Dread remains a mysterious and pervasive factor in all genuine spiritual growth, and one cannot “get rid” of it by any amount of impetuous action, no matter how generous. Dread is compounded with a certain helplessness and a dependence on grace, as well as with the after-effects of many other sins and errors. The experience of “dread,” “nothingness” and “night” in the heart of man [sic] is then the awareness of infidelity to the truth of our life.

….this will not liberate him from “dread” and “night” as long as he tends to cling to the empty illusion of a separate self, inclined to resist God. Nor will it effectively allay the sense of emptiness and nothingness which he will feel when left to himself without distraction (in the Pascalian sense) and without escape into routine or self-complacent rationalization.

It is in some ways a comfort to be able to assign one’s discontent to definite causes. Remorse is easier to bear than dread…

…man [sic] faces radical dread in his own being: the naked dread that is indefinite because it seems to be coextensive with his whole being and his whole life. Such a one sees that no virtue of his own, no good intentions, no ideals, no philosophy, no mystical elevation can rescue him from the futility, the apparent despair of his emptiness without God. At the same time, he seems to lose the conviction that God is or can be a refuge for him. It is as if God himself were hostile and implacable or, worse still, as if God himself had become emptiness, and as if all were emptiness, nothingness, dread and night.

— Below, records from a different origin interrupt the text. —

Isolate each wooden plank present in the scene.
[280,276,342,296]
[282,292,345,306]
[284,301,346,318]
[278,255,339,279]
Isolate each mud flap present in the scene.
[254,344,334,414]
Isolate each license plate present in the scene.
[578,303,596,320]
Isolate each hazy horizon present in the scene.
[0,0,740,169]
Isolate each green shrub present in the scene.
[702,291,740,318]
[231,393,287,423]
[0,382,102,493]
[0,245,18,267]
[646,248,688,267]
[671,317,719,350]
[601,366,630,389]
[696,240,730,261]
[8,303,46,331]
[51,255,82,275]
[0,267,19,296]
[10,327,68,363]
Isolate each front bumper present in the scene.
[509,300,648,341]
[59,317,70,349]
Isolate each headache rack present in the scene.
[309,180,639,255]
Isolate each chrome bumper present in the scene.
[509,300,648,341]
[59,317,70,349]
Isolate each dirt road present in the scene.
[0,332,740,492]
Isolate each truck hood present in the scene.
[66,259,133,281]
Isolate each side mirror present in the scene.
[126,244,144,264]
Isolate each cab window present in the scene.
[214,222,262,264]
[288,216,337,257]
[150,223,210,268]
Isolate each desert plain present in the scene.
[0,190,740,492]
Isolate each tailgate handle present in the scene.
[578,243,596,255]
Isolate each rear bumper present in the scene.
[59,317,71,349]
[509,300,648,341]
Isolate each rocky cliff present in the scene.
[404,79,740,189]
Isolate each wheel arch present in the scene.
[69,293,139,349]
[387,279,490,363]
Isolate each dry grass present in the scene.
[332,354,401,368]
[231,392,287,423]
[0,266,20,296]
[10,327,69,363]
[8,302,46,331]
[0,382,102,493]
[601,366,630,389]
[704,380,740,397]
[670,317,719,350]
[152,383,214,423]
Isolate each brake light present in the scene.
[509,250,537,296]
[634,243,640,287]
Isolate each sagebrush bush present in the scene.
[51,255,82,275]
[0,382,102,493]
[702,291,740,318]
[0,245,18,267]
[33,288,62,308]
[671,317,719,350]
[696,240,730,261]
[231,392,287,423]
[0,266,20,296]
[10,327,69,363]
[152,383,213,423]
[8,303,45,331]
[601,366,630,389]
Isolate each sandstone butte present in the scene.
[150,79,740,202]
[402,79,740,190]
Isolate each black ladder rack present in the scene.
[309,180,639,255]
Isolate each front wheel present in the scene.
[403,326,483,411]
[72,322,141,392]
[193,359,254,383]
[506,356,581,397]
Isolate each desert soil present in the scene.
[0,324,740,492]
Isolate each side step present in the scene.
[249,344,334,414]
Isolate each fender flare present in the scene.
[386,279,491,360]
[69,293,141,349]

It is natural for one in this case to dread the loss of his faith, indeed of his own integrity and religious identity, and to cling desperately to whatever will seem to preserve the last shreds of belief. So he struggles, sometimes frantically, to recover a sense of comfort and conviction in formulated truths or familiar religious practices. His meditation becomes the scene of this agonia, this wrestling with nothingness and doubt. But the more he struggles the less comfort and assurance he has, and the more powerless he sees himself to be. Finally he loses even the power to struggle. He feels himself ready to sink and drown in doubt and despair.

This is not the moment for arrogance or proud thrusts of will. The arrogant man [sic] will break in the agony of darkness. His meditation will be intolerable, and he will either revolt or despair.

The man [sic] of today is more and more vulnerable in this respect. His efforts to seek peace and light are carried on not in a realm of relative security, in a geography of certitude, but over the face of a thinly-veiled abyss of disoriented nothingness, into which he quickly falls when he finds himself without the total support of reassuring and familiar ideas of himself and of his world. Nevertheless, it is precisely this support that we must learn to sacrifice.

“Take heed,” said Jakob Boehme, “of putting on Christ’s purple mantle without a resigned will.”

This deep dread and night must then be seen for what it is: not as punishment, but as purification and as grace. Indeed it is a great gift of God, for it is the precise point of our encounter with his fullness. Dread is an expression of our insecurity in this earthly life, a realization that we are never and can never be completely “sure” in the sense of possessing a definitive and established spiritual status. It means that we cannot any longer hope in ourselves, in our wisdom, our virtues, our fidelity. We see too clearly that all that is “ours” is nothing, and can completely fail us. In other words we no longer rely on what we “have,” what has been given by our past, what has been required. We are open to God and to his mercy in the inscrutable future and our trust is entirely in his grace, which will support our liberty in the emptiness where we will confront unforeseen decisions. Only when we have descended in dread to the center of our own nothingness, by his grace and his guidance, can we be led by him, in his own time, to find him in losing ourselves.